Unfallflucht nach schwerem Motorradunfall am Möhnesee – Polizei sucht gelben Pkw

Möh­ne­see. Der Möh­ne­see ist bei gutem Wet­ter ein belieb­tes Aus­flugs­ziel für Motor­rad­fah­rer und Tages­gäs­te aus der Regi­on. Am Sonn­tag, 1. März, kam es dort jedoch zu einem schwe­ren Ver­kehrs­un­fall, bei dem ein 38-jäh­ri­ger Motor­rad­fah­rer lebens­be­droh­lich ver­letzt wur­de. Die Poli­zei sucht wei­ter­hin nach einem betei­lig­ten Fahrzeug.

Motorradfahrer stürzt bei Bremsmanöver

Der Unfall ereig­ne­te sich gegen 16.50 Uhr auf der Arns­ber­ger Stra­ße. Der 38-Jäh­ri­ge war mit sei­nem Motor­rad in Rich­tung Nor­den unter­wegs, als ein ent­ge­gen­kom­men­der Pkw offen­bar nach links in die Stra­ße Süd­ufer abbie­gen wollte.

Nach bis­he­ri­gen Erkennt­nis­sen miss­ach­te­te der Auto­fah­rer dabei den Vor­rang des Motor­rad­fah­rers. Die­ser lei­te­te ein Brems­ma­nö­ver ein und stürz­te, ohne dass es zu einer direk­ten Kol­li­si­on mit dem Pkw kam. Der Auto­fah­rer setz­te sei­ne Fahrt anschlie­ßend über die Stra­ße Süd­ufer in Rich­tung Osten fort und ent­fern­te sich vom Unfallort.

Der Motor­rad­fah­rer wur­de mit schwe­ren Ver­let­zun­gen in ein Kran­ken­haus gebracht. Zwi­schen­zeit­lich bestand Lebens­ge­fahr. Inzwi­schen befin­det sich der Mann laut Poli­zei außer Lebens­ge­fahr, ist jedoch wei­ter­hin schwer verletzt.

Rettungshubschrauber und Unfallaufnahmeteam im Einsatz

Auf­grund der zunächst lebens­be­droh­li­chen Ver­let­zun­gen wur­de ein spe­zia­li­sier­tes Ver­kehrs­un­fall­auf­nah­me­team der Kreis­po­li­zei­be­hör­de Pader­born zur Unfall­stel­le geru­fen. Auch ein Ret­tungs­hub­schrau­ber lan­de­te am Unfall­ort. Das Motor­rad des 38-Jäh­ri­gen wur­de sichergestellt.

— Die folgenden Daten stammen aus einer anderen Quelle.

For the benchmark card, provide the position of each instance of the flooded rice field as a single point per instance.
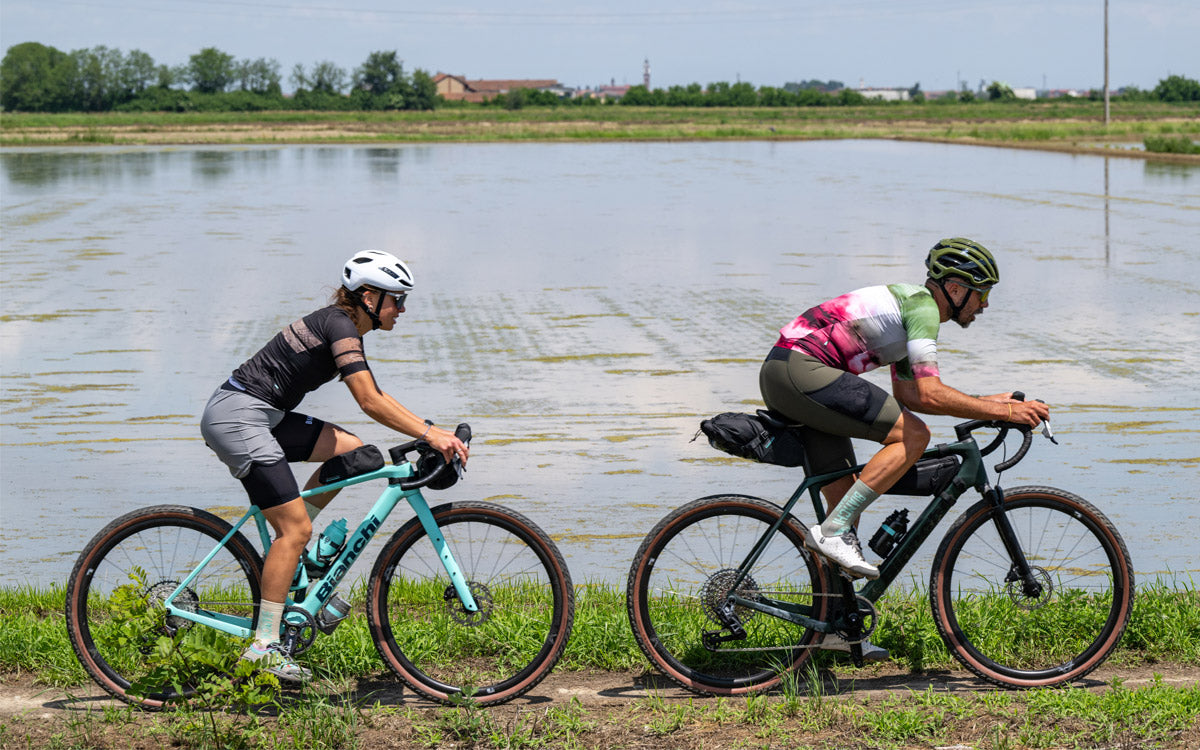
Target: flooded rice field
(583, 306)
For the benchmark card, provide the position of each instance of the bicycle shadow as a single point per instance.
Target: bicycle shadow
(837, 685)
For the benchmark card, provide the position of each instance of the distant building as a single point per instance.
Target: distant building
(461, 89)
(887, 95)
(603, 93)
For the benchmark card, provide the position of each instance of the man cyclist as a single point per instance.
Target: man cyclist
(813, 377)
(252, 427)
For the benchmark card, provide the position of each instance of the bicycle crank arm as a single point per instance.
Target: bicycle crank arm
(795, 613)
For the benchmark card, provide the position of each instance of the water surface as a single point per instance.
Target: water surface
(582, 306)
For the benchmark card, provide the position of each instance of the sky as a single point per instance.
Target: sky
(937, 43)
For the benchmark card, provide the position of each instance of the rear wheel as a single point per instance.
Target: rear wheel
(519, 581)
(114, 595)
(678, 597)
(1060, 627)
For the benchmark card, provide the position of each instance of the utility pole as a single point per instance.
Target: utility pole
(1105, 63)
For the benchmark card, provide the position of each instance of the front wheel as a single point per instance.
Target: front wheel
(516, 576)
(1050, 630)
(679, 588)
(114, 595)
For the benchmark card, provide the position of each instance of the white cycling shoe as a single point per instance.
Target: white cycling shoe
(871, 653)
(271, 658)
(844, 551)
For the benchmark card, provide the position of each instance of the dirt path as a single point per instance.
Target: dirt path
(604, 709)
(21, 696)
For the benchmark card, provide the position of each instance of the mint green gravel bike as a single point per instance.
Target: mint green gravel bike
(466, 599)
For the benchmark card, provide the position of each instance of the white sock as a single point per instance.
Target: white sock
(856, 499)
(270, 615)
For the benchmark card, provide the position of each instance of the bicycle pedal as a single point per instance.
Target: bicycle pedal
(333, 613)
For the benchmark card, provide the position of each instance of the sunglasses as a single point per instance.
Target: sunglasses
(983, 291)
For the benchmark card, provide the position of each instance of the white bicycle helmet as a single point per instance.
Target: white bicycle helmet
(375, 268)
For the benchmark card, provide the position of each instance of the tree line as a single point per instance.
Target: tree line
(39, 78)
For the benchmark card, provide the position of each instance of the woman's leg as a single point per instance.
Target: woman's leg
(292, 532)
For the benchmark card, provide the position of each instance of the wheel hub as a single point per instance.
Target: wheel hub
(460, 613)
(1024, 599)
(186, 600)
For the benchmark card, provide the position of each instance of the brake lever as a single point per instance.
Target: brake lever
(1045, 427)
(1048, 432)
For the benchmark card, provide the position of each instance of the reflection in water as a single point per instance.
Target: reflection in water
(583, 306)
(1108, 235)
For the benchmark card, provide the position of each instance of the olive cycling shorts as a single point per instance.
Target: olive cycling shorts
(833, 405)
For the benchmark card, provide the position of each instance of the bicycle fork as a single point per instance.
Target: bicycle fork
(1020, 570)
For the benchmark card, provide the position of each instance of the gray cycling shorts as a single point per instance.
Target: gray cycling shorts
(245, 431)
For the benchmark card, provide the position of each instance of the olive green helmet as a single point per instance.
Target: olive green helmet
(964, 258)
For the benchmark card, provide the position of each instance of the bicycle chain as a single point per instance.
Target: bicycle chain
(871, 615)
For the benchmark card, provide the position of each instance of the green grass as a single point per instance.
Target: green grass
(1014, 123)
(1165, 144)
(1164, 628)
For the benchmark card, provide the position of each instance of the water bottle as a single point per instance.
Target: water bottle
(331, 541)
(892, 532)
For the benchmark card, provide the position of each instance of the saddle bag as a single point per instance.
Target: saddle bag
(361, 460)
(751, 436)
(928, 477)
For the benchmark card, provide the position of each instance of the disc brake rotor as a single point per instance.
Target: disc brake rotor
(186, 600)
(1021, 600)
(460, 613)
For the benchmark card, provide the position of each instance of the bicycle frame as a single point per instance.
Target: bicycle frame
(971, 473)
(319, 592)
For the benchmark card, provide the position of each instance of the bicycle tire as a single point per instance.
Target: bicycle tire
(684, 568)
(1015, 639)
(167, 543)
(519, 579)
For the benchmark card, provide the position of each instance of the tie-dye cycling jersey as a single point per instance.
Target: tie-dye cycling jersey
(858, 331)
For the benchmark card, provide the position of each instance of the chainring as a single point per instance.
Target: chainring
(868, 618)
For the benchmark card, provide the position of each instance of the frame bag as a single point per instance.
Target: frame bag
(361, 460)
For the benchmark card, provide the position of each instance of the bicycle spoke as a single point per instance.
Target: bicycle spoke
(1057, 625)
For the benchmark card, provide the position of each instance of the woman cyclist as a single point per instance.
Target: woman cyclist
(251, 424)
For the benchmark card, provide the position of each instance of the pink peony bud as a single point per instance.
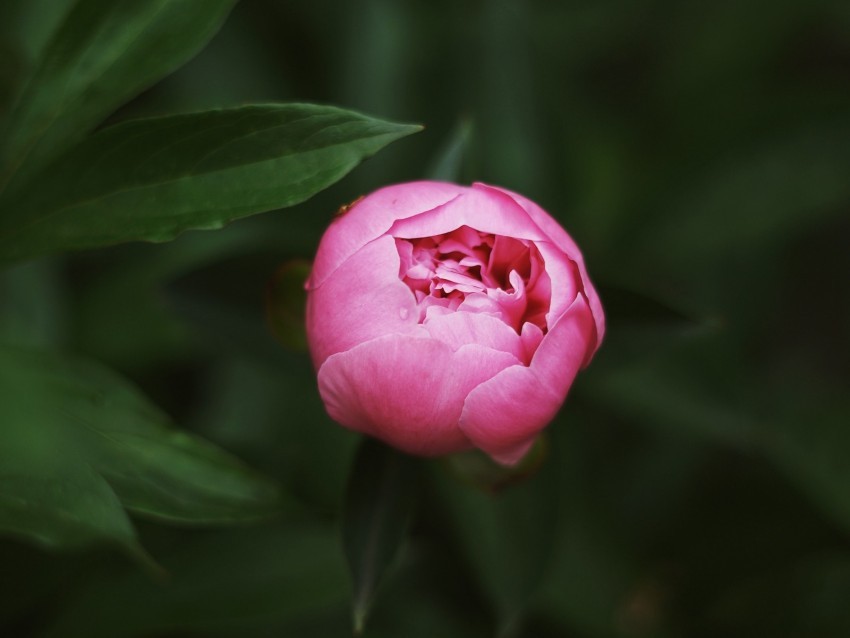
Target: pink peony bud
(443, 317)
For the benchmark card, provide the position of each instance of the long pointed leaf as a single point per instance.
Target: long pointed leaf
(101, 55)
(377, 512)
(151, 179)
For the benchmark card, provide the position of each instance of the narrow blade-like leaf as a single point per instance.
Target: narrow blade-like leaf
(101, 55)
(377, 511)
(64, 418)
(151, 179)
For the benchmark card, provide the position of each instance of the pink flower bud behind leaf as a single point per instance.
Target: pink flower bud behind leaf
(442, 318)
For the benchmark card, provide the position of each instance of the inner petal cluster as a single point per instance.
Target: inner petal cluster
(467, 270)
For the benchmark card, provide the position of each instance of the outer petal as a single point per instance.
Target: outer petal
(503, 415)
(407, 391)
(458, 329)
(563, 277)
(364, 299)
(371, 217)
(485, 209)
(560, 237)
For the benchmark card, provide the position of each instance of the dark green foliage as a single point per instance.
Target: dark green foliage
(696, 482)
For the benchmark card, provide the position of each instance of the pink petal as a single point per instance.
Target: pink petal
(485, 209)
(563, 280)
(503, 415)
(341, 315)
(407, 391)
(560, 237)
(372, 217)
(530, 337)
(458, 329)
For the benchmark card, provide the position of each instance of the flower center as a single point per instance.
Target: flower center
(470, 271)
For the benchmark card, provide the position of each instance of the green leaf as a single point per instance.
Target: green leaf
(378, 506)
(151, 179)
(237, 581)
(286, 304)
(77, 442)
(508, 537)
(448, 163)
(101, 55)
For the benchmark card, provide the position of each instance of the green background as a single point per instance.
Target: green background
(696, 483)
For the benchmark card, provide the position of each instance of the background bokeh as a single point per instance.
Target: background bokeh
(697, 481)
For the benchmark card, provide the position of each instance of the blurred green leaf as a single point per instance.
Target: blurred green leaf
(807, 598)
(754, 198)
(65, 418)
(46, 495)
(286, 304)
(508, 537)
(808, 438)
(231, 581)
(151, 179)
(378, 506)
(101, 55)
(448, 163)
(32, 304)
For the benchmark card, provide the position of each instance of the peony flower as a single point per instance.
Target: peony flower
(443, 317)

Polizei sucht weiterhin gelben Pkw

Bei dem flüch­ti­gen Fahr­zeug soll es sich um einen dun­kel­gel­ben Pkw der Kom­pakt­klas­se han­deln. Trotz bereits ein­ge­gan­ge­ner Hin­wei­se konn­te das Fahr­zeug bis­lang nicht ermit­telt werden.

Da am Unfall­tag rund um den Möh­ne­see reger Aus­flugs­ver­kehr herrsch­te und sich zahl­rei­che Motor­rad­fah­rer in der Regi­on auf­hiel­ten, bit­tet die Poli­zei erneut um Mithilfe.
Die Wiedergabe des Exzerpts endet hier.